I am going to take a small break from the first series of this blog to discuss performance issues and considerations. This will only apply to data warehouses with raw data only (relational, not OLAP cubes).
So our data warehouse went into QA testing this morning and the users came back with some very interesting results. All of our pre-QA performance testing was done against the indexes that was created in our environment, so we were on the mindset that everything was golden because queries were all taking <30 seconds to return. Oh how we were wrong. It’s the normal approach of never letting a developer sign off and test his/her own work; you only test what the system exactly how it was built and have blinders on to any exceptions (that external users will definitely find).
Our main problem relates to query performance.
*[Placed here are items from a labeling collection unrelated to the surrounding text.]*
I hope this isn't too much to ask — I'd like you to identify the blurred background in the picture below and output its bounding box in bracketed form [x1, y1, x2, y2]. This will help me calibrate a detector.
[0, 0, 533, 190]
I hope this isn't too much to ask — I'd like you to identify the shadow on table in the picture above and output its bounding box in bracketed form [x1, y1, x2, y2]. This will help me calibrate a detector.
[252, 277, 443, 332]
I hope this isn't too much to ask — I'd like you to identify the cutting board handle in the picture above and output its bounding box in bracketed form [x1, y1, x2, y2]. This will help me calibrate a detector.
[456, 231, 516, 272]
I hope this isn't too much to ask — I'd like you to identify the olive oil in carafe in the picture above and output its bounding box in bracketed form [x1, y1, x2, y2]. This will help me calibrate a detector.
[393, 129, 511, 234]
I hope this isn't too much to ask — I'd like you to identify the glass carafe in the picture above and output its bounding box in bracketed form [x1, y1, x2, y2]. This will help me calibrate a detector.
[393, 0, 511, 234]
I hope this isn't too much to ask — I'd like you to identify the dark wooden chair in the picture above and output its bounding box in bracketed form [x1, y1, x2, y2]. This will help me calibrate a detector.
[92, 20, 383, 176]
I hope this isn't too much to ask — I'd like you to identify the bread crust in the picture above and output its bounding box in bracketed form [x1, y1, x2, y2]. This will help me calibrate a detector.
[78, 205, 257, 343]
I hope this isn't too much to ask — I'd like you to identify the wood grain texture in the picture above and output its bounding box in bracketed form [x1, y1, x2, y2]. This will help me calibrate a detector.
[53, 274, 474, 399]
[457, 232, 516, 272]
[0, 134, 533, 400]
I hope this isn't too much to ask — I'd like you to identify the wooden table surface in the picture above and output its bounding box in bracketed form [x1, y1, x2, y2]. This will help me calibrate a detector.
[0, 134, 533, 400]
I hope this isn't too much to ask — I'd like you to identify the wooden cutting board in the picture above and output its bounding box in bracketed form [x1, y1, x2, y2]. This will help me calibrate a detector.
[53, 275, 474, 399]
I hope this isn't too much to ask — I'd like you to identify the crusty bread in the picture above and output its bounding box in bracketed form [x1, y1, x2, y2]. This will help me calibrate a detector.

Some ad-hoc queries were taking 15 minutes to process, while others were taking longer than an hour.
The first recommendation that I made to the DBA team was to set the database to read-only mode.
Since this DW will only be updated once a day (3:00am PST), we modified our ETL package to execute the following before any updates/writes occurred:
USE master;
ALTER DATABASE [db_DataWarehouse] SET MULTI_USER;
This allows writes and updates to occur in the DW while we are performing our ETL, and at the end of the package this code is executed to bring the state back into READ-ONLY:
USE master;
ALTER DATABASE [db_DataWarehouse] SET SINGLE_USER WITH ROLLBACK IMMEDIATE;
ALTER DATABASE [db_DataWarehouse] SET READ_ONLY;
Setting this option in the DW has increased query performance by an avg of 25% (I will post actual before & after results on this later). This is because the overhead of having to lock rows and tables is eliminated because the optimizer knows that locking is not necessary.
Granted, this is only 1 tip to improving the ad-hoc query performance against our DW. As more improvements are made, I will be sure to share them here.
Cheers,
- Reagan